By those measures, this game was settled long before Mullins touched the ball. Duke led by as many as 19 points and still held an 11-point cushion with 7:59 remaining in the second half. UConn's 19-point comeback stands tied for the third largest in Elite Eight history or later in the NCAA Tournament, a figure that the sportsbooks processing that final possession in real time were not designed to accommodate.

The closing minutes unraveled for Duke in specific, painful increments. With 1:51 left, Patrick Ngongba II hit a free throw to put the Blue Devils ahead 70-65. A steal by Tarris Reed Jr. led to an Alex Karaban 3-pointer that cut the deficit to one, 70-69. Cameron Boozer answered with a basket to push Duke's lead back to three. Then Boozer fouled Silas Demary Jr., who converted only one of two free throws to leave Duke ahead 72-70.
What happened next is where analytics and human decision-making collide. With 10.0 seconds left and the ball, Duke needed only to maintain possession; the Huskies would have been forced to foul, since the Blue Devils were not in danger of a 10-second backcourt violation. Instead, Cayden Boozer's inbounds pass near midcourt was tipped and stolen by Mullins. A quick hit-ahead pass returned the ball to him, and Mullins released from 35 feet.
UConn finished 1-for-18 from 3-point range before the final minute, then made four of its last five attempts, including the winner. Mullins entered that final possession 0-for-4 from deep. In sportsbooks, in win-probability models, and in the lived experience of anyone watching, the shot he made should not have gone in.

The Indiana native will return home for the Final Four in Indianapolis, a detail that no algorithm priced in.

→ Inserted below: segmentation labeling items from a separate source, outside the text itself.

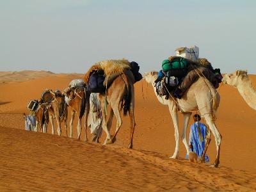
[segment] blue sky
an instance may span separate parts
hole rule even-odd
[[[84,73],[127,58],[159,70],[196,45],[223,72],[256,74],[256,1],[0,0],[0,71]]]

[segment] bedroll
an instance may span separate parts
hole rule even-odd
[[[188,67],[188,61],[182,57],[173,57],[171,60],[165,60],[162,62],[162,68],[164,71],[173,69],[184,69]]]
[[[36,100],[31,100],[28,104],[28,109],[31,111],[36,110],[38,107],[38,101]]]
[[[104,70],[93,70],[89,77],[88,91],[92,93],[102,93],[105,92],[106,88],[103,84],[105,80]]]

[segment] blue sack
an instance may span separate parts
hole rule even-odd
[[[88,83],[88,91],[92,93],[103,93],[106,88],[103,84],[105,80],[105,74],[104,70],[93,70],[90,77]]]

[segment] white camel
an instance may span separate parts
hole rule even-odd
[[[237,70],[225,75],[222,81],[236,88],[248,105],[256,110],[256,91],[252,85],[247,71]]]
[[[201,116],[204,117],[206,123],[208,124],[214,136],[217,154],[214,166],[218,167],[220,164],[221,135],[220,134],[214,121],[216,120],[215,113],[220,101],[219,93],[207,79],[200,77],[184,93],[181,99],[174,99],[173,97],[169,97],[169,99],[166,100],[164,96],[159,97],[156,93],[154,84],[155,80],[157,77],[157,75],[158,73],[156,72],[147,72],[144,75],[144,79],[147,83],[151,83],[152,85],[158,100],[164,105],[168,105],[169,108],[170,113],[171,114],[175,130],[174,135],[176,141],[173,155],[170,157],[177,159],[179,156],[179,140],[180,134],[179,132],[178,111],[179,111],[184,115],[184,119],[182,140],[187,150],[187,153],[189,154],[189,148],[186,140],[186,132],[192,111],[198,110]],[[202,161],[204,161],[204,156],[210,142],[211,132],[209,131],[209,134],[207,136],[206,138],[205,151],[203,156],[201,157]]]

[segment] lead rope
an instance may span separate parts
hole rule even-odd
[[[142,91],[142,97],[143,98],[143,100],[145,101],[144,92],[143,92],[143,83],[142,81],[141,81],[141,91]]]
[[[199,76],[199,77],[202,77],[202,76],[199,74],[198,72],[196,70],[196,69],[195,68],[194,66],[193,66],[193,67],[194,67],[194,70],[196,71],[196,72],[197,74]],[[199,72],[200,72],[200,71],[199,71]],[[206,79],[205,76],[201,72],[200,72],[200,73],[202,74],[202,76],[204,77],[204,79],[204,79],[204,83],[205,83],[205,84],[209,87],[209,86],[207,85],[207,84],[206,82],[205,82],[205,79]],[[166,90],[167,90],[168,93],[169,93],[169,95],[172,97],[172,100],[176,103],[176,104],[177,104],[178,108],[179,108],[179,109],[180,110],[180,111],[181,111],[182,113],[184,113],[184,110],[182,110],[181,106],[180,106],[179,104],[179,103],[177,102],[176,99],[174,99],[172,95],[172,94],[169,92],[169,90],[167,89],[167,87],[166,87],[166,86],[165,85],[165,83],[164,83],[164,87],[165,87]],[[221,85],[220,86],[219,88],[221,87],[221,85],[222,85],[222,82],[221,82]],[[218,91],[217,91],[217,90],[216,90],[216,92],[214,95],[214,96],[212,97],[212,98],[210,100],[210,102],[211,102],[212,100],[214,99],[214,98],[215,98],[216,95],[217,94],[217,93],[218,93]],[[206,108],[206,106],[204,106],[204,108],[202,108],[201,109],[198,109],[195,110],[195,111],[188,111],[188,112],[191,112],[191,113],[196,112],[196,113],[197,113],[198,111],[200,111],[200,110],[202,110],[202,109],[204,109],[204,108]]]

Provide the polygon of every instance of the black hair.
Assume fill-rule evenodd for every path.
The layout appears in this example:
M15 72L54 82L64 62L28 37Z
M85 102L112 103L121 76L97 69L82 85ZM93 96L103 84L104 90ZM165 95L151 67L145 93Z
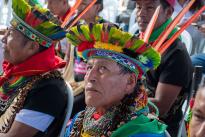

For UConn, the program and financial calculus is significant. Three Final Fours in four seasons compound recruiting leverage, NCAA distribution revenue, and national brand value at a program still operating below Power Five media contract levels. Duke's late-game implosion mirrors last season's semifinal collapse against Houston, when the Blue Devils led by six with 1:14 remaining. Two seasons, two leads surrendered in the final two minutes; the recruiting and roster-construction questions that follow tend to be as costly as the losses themselves.